Eu suava, meu coração batia forte. Acordei assustado em alguma hora da madrugada, tendo certeza que escutara algo, tudo que me vinha a mente era meu assassino aproximando-se para terminar o serviço. Sentei na cama hospitalar e olhei para o par de portas da enfermaria, pronto para ver algum alguém ou algo entrar por ela. Após alguns minutos sem nenhum movimento e com as luzes ainda apagadas, um grunhido fantasmagórico, quase um lamento sobrenatural, me arrepiou mais uma vez.
Sim, era real o som que escutei. Talvez viesse dos motores do navio, afinal, eu não sabia onde ficava essa enfermaria em que estava. Mesmo assim, juntei minhas cobertas e levei até a cama de Aaron. Entrei embaixo das cobertas dele e me acomodei, segurando-o como se fosse uma píton. Adormeci.

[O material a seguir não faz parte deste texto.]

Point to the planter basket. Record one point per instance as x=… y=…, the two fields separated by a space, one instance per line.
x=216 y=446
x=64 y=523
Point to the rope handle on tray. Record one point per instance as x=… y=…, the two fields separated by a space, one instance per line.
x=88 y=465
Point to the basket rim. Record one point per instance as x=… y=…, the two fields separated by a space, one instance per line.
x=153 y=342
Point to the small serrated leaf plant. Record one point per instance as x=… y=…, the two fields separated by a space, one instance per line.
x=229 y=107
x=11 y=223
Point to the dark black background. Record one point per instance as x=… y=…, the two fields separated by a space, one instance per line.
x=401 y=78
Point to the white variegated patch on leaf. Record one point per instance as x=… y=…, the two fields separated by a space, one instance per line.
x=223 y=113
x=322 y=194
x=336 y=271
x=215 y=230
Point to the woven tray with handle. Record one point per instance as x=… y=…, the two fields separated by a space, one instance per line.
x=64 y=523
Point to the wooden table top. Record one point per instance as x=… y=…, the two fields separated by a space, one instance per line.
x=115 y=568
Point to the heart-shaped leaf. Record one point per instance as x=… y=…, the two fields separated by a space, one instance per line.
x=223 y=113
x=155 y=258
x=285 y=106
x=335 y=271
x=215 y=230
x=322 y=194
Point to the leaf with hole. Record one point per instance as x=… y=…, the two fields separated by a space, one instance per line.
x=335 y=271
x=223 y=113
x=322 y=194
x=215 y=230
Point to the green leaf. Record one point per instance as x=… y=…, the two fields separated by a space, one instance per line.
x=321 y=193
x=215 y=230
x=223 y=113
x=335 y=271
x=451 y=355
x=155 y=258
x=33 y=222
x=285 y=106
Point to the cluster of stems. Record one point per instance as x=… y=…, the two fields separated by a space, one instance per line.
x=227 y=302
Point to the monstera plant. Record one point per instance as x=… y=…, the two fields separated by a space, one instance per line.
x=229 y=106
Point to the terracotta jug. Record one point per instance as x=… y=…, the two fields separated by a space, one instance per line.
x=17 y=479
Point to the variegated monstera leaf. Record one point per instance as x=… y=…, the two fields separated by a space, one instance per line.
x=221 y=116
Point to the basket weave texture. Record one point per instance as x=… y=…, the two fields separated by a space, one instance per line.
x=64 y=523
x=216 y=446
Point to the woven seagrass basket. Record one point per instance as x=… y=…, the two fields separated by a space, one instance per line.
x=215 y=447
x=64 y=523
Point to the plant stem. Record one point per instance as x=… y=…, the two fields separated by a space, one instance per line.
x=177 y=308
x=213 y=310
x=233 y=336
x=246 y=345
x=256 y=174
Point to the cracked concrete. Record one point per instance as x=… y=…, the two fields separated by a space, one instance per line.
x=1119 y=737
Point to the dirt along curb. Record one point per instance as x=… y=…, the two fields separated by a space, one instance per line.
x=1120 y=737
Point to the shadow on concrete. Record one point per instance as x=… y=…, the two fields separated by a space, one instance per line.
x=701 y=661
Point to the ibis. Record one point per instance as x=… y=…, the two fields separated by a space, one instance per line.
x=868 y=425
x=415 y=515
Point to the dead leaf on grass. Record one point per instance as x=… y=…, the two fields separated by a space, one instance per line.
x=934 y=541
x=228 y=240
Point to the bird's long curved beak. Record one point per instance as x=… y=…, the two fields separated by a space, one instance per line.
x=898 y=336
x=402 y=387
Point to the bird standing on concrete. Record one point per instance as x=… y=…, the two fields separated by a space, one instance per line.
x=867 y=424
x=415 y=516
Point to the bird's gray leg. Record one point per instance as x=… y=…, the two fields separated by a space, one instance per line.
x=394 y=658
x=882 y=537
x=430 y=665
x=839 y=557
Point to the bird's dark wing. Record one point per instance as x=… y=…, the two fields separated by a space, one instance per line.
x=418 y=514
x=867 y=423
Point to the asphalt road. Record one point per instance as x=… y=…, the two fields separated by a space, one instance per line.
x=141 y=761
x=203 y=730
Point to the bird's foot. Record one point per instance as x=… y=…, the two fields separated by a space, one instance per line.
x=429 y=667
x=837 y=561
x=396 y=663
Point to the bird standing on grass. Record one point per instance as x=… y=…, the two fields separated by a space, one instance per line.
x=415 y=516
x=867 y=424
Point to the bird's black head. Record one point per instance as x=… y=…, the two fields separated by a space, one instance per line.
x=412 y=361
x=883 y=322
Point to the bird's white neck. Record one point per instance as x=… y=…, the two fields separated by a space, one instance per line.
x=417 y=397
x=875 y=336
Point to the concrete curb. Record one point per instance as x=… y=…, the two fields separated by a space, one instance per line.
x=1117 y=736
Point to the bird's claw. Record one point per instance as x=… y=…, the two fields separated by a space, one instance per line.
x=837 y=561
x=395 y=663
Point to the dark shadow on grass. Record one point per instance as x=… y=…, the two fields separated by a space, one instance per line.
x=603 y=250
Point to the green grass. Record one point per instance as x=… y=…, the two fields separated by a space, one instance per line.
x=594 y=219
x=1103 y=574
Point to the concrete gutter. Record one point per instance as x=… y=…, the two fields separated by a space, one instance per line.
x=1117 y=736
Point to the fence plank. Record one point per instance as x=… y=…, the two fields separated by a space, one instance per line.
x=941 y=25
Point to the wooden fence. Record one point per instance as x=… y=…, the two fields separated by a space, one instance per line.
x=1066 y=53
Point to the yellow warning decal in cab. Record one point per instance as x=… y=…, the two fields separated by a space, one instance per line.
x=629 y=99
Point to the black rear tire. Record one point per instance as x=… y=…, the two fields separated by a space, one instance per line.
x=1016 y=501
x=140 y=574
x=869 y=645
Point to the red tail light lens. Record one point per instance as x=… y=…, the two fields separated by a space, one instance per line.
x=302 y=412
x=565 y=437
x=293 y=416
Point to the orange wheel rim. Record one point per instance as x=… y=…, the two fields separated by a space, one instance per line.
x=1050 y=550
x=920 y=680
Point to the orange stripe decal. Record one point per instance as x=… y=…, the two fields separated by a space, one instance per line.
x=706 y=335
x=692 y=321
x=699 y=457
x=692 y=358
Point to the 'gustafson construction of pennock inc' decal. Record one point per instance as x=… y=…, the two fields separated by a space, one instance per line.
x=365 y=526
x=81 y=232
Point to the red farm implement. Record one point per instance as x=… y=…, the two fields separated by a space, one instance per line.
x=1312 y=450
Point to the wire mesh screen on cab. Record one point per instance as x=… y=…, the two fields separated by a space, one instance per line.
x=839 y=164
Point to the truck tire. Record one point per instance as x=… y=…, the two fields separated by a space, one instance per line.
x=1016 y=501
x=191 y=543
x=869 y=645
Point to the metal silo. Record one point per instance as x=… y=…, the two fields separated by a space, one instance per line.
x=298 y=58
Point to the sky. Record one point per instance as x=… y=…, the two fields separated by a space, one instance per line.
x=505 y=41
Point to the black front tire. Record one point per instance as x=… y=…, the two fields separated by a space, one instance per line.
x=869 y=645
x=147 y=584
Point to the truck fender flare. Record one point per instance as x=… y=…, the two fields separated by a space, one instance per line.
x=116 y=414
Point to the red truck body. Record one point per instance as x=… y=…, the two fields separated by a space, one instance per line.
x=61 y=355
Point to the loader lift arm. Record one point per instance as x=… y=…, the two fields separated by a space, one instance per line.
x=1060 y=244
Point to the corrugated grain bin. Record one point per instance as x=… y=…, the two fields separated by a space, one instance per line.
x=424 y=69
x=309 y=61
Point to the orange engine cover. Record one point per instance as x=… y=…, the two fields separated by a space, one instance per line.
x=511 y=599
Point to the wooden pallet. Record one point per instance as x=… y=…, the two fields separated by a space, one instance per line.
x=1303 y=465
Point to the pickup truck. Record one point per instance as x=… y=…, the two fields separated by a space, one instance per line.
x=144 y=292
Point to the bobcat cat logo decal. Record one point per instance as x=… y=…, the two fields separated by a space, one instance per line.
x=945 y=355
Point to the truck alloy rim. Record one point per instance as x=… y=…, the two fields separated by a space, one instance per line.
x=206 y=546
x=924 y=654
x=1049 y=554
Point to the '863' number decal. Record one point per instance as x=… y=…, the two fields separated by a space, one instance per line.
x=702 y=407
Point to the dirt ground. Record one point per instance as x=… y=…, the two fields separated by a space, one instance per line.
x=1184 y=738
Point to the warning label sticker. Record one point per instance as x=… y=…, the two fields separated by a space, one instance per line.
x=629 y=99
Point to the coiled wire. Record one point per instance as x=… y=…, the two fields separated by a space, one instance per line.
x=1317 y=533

Quando acordei, Aaron já estava desperto, olhando-me dormir agarrado nele. Que vergonha... Senti minhas bochechas avermelharem enquanto levantava da cama num pulo. Resolvi não tentar me explicar, seria horrível dizer que tivera medo na noite anterior.
As luzes estavam acesas. Quase assim que saí da cama de Aaron, o enfermeiro com corte de estilo militar entrou. Ele deixou duas bandejas de café da manhã conosco enquanto ia chamar a Dra. Tess para examinar Aaron. Demorou bastante até Tess chegar, provavelmente estava trabalhando no laboratório quando foi interrompida.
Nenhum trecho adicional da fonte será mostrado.